As for whether Donald Trump’s return to the White House helped drive away homeowners — the U.S. president has taken an aggressive stance on Canada, threatening across-the-board tariffs and calling its sovereignty into question — Sylvain DuPont echoed the observations of several brokers and sellers: “I don’t think it’s about politics; it’s about money, the economy, inflation.”

Residents and realtors say the higher cost of living, risk of damage from natural disasters and a growing taste for travel to different destinations each winter account for the flight from Florida.

The Canadian dollar has been hovering below 70 cents U.S. in recent weeks, continuing a decline that kicked off in early October because of a slower pace of rate cuts by the U.S. Federal Reserve.

“In Canadian dollars, last week I paid $18 for 18 eggs,” Cedrone said.

But departures by Canadians were picking up even before that slide.

Insurance premiums have shot up in recent years because of more extreme weather, costing Cedrone more than US$16,000 a year — 10 times the rate when she first bought the property.

She also paid nearly US$4,000 in taxes versus US$1,500 a decade and a half ago.

Meanwhile, property upgrades required by stricter building codes meant residents had to cough up thousands more over the last few years, forcing the couple to remortgage their second home.

Some would prefer to roam rather than roost.

“Younger couples or people, they want to travel. They’ll spend a winter in Portugal, or they’ll go to Miami, they’ll go to Mexico, or they'll go to the Dominican Republic,” said Sylvain, referring to newer retirees.

“Buying a place in Florida is like our grandparents and our parents used to do. The youngsters, they don’t do so anymore,” he said. “They don’t want to be in the same place.”

Especially in certain places.

Last fall, hurricanes Helene and Milton tore through Florida, causing US$40 billion in insured losses. The total amounted to 63 per cent of all insured losses caused by severe storms across the globe last year, according to a new report from reinsurance broker Gallagher Re.

Those back-to-back cyclones followed Hurricane Ian in fall 2022, whose US$113 billion in damages made it the third-costliest storm in the country’s history.
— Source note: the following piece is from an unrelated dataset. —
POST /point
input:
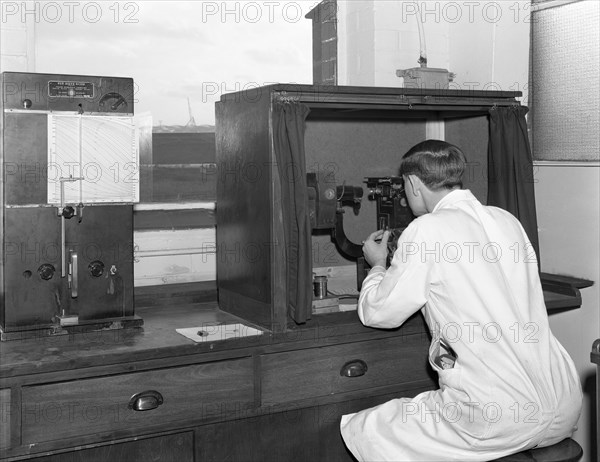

Six Florida insurance carriers folded the following year.

Homeowners in that state now pay more than three times the national average to insure their properties, according to the Insurance Information Institute, making Florida the costliest home insurance state in the U.S.

Aside from the effect of climate change on premiums, there’s also the question of safety and a perpetual sense of precariousness in storm-prone regions.

“I ain’t going nowhere that’s got hurricanes,” said Laurie Lavine, an Arizona-based realtor whose clientele consists largely of Canadians.

A former Albertan, Lavine said most clients share his sentiments.

Nonetheless, he’s observed a recent surge in listings from Canadians in his desert state recently. Again, expense is the bottom line.

“It’s costing them $20,000 a year just to have the property, between utilities and taxes and all the carrying costs of owning a property down here. They're just not coming down as much as they want to because of the Canadian dollar,” he said.

Lavine said he’ll be handling eight listings — all Canadian-owned — in the next few weeks, twice his typical load.

Nor is the departure strictly from stationary homes.

“The RV park that we’re in is normally full of Canadians and Americans from cold weather places,” he said from the Phoenix area. “This year it’s down 30 per cent.”